Im heute und hier. Heute: November 2013. Hier: Planet Erde.
Zwangspause auf dem Weg nach Hause. Warten auf die Bahn.
Zwei sich fremde Menschen stehen an einer Haltestelle. Allein.
Die Bahn kommt nicht, weitere Menschen kommen und gehen wieder.
Sie steht in Musik wartend mit den Einkaufsgedanken, Abendessen. Umwege mit Öffnungszeiten in Planung.
Die Zeit läuft, hin zu einer Umplanung, es ist kalt und dunkel, die Bahn kommt nicht.
In die Musik spricht er ein: „In der App steht: es fallen Bahnen aus.“
Sie sieht ihn flüchtig an, in Gedanken beim geplanten Einkauf.
„Ah, danke für die Information.“ sagt sie mit einem Lächeln und Überlegungen zur kürzesten Strecke um die Öffnungszeit noch zu halten.
Doch er bleibt mit seinem Koffer vor ihr stehen, dieses „ich bin noch hier“ Verharren mit durchdringendem Blick.
Sie sieht ihn an, ein Geschäftsmann im Anzug, offensichtlich auch auf dem Weg nach Hause, oder zu einem Hotel. Die Musik läuft weiter.
„Es wird keine Bahn kommen.“ sagt er mit bestimmenden Blick, so als wären die vergangenen Sekunden zwischen seiner Information und ihrem Nichtaufbruch eine Ewigkeit.
Sie sieht, dass er nicht gehen wird, solange sie stehen bleibt, so als ginge es darum den Bahnsteig zu räumen.
Mit einem „war da noch was?“ Gefühl nimmt sie die Ohrstöpsel raus und sieht ihn an.
„Es ist unglaublich!, an einer Haltestelle, wo nur eine Bahn fährt, die man nehmen kann, keine elektronische Hinweisanzeige aufzustellen!“ sagt er in ruhigem Ton und sieht sie an.
„Ja, das ist unpraktisch, aber an einigen Haltestellen so.“ , sagt sie, etwas weniger flüchtig als vorher.

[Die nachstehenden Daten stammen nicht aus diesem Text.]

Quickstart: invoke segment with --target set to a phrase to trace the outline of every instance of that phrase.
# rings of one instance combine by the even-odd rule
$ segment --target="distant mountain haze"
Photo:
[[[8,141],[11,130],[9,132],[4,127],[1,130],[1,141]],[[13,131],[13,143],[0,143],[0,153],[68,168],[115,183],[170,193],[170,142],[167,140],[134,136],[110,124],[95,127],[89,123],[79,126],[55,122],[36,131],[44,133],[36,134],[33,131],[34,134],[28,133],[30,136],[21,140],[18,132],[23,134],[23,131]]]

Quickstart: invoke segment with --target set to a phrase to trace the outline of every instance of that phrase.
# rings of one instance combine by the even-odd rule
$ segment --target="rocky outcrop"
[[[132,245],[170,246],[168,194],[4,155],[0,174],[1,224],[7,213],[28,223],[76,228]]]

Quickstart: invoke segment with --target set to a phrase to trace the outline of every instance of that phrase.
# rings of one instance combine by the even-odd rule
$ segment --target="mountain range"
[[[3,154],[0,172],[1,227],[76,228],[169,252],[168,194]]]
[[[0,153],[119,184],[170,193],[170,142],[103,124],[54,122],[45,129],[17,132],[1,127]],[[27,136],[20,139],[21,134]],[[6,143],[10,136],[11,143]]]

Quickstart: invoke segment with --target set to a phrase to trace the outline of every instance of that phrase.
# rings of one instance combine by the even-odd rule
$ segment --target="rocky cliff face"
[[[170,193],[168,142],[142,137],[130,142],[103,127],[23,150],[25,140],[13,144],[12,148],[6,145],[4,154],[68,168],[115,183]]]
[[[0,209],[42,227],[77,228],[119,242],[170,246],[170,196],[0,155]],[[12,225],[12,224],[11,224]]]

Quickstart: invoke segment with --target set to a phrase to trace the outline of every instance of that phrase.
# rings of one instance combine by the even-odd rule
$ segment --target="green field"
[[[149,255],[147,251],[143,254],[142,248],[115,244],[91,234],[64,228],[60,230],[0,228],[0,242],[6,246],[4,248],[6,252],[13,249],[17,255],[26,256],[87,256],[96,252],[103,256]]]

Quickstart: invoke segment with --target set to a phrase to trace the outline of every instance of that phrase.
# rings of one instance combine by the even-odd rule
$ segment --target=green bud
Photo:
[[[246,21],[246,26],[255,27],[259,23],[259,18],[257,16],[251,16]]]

„Ich meine: es ist egal, wenn ich wo stehe, wo zig Bahnen fahren, die ich nehmen kann, dann interessiert mich das nicht. Ich steige einfach in irgendeine, es kommen ja immer wieder welche. Aber wo es nur eine gibt?!“ spricht er weiter, noch immer in einem sehr ruhigen Ton, als sie ihn nur verständnisvoll ansieht, ergänzt er: „Es wird keine Bahn kommen. Wohin wollen sie?“
Sie fühlt sich überrumpelt. Sie ist ortskundig und dieser fremde Mann mit dem Koffer an der Hand erzeugt trotzdem in ihr das Gefühl man wäre zusammen in einer fremden Welt.
Zögernd benennt sie grob ihre Zielrichtung. Er gibt ihr eine genaue Wegbeschreibung samt Angabe der Bahnliniennummer, die sie sinnvoller Weise nutzen sollte. Zwei Ortskundige an einer Haltestelle ohne Bahn zum Ziel in der Planung des Umweges.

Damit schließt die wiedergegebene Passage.